A teenaged Mary Elizabeth Whitson with 2 younger siblings and their parents D.C. and Vicie Tipton Whitson.

Mary Elizabeth Whitson Byrd was born 11-27-1882 in Tipton Hill, and except for 2 years, she lived in that Mitchell County community her entire life.  She was the daughter of David Clingman Whitson (1858-1948) and Nancy Levisa Tipton (1856-1941).   Other children born to “Vicie” and D.C. Whitson were Garrett Monroe Whitson, Nelson Whitson, Clayton Whitson, Charles Whitson, John Whitson, Isaac Whitson, William Whitson, Julius Whitson, Phoebe Whitson Griffith, and Hattie Whitson McCoury.

Mary Byrd was interviewed by writer Joyce Boone for an article in The Tri-County News entitled “A Mountain Gal for 98 Years;” the clipping found in the Historical Society’s archives was undated but likely published in 1980.  Mary shared with Boone many recollections of her long life, including how hard it was growing up in a large family when money was scarce.  Her parents “put the children to work early, teaching them to manage and care for themselves.”  To make extra money, Mary would collect “bambuds,” which sold for $1 per pound.  She and her siblings walked three miles to Brummitt’s Creek School.
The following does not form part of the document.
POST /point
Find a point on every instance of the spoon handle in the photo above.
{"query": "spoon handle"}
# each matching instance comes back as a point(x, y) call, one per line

Despite the hard work, Mary and her elder brother Nelson “had lots of fun.”  They rode an ox, which took quite the effort to “stay on its back, as its skin slid back and forth.”  She laughed over the times they were thrown in the mud and got up and started again.  They made their own sleds in the winter and rode down the hills, and they climbed trees and fished in the summer.

Arthur W. and Mary Whitson Byrd in carriage with son Jack.

On 9-27-1904 Mary wed Arthur William Byrd, son of James Manuel and Nancy Garland Byrd.  Arthur and Mary shared the 11/27 birthday, although he was born in 1886.  Mary told about difficulties in the early years of their marriage when Arthur worked away from home, on the railroad, and she stayed home and helped work the farm.  Things got better, she said, as he became a “real good carpenter, building homes in Erwin and all around.”  Mary helped her husband build their own house.

Mary “beamed,” Mrs. Boone wrote, as she told about their adopted son, Jack Byrd, who was born 5-15-1914 and died 6-29-1994.  “There’s never been a finer boy anywhere.”  Jack followed in A.W.’s footsteps as a carpenter and cabinet maker.  He and his wife Pauline Wilson had 3 children, Keith, Karen, and Kathy.

Mary described Arthur as a “good husband and so good to me.”  He died 10-20-1967, and Mary said, “My heart was broken and I grieved for about 5 years.  But then the Lord told me none of that would help, so I tried to look to the future.”  She said it did get lonesome living alone, but she stayed very active, taking care of her house and garden; she was an energetic member at Tipton Hill Methodist Church.  “It don’t hurt nobody to work,” Mary claimed, “just so they don’t lift things that are too heavy.”

Mary’s other words of advice to young people for keeping vigor and enthusiasm into their old age included, “Stay out of bad company” and go to church regularly.  She also recommended, “Don’t talk about your troubles all the time, and keep from talking about other people.”

In May 1980, Aunt Mary was honored as the oldest person at the Mitchell County Senior Citizens Center at 97 ½ years old.  She passed away almost 10 years later, on 2-16-1990, still amazingly independent.  Her nephew, Frank Griffith, once told his wife Faye that he’d been by Mary’s house and “seen something he never in his life thought he’d see – a 103-year old woman cutting weeds in her yard with a mowing scythe!”  Mary Whitson Byrd is buried beside her husband in the Tipton Hill Community Cemetery.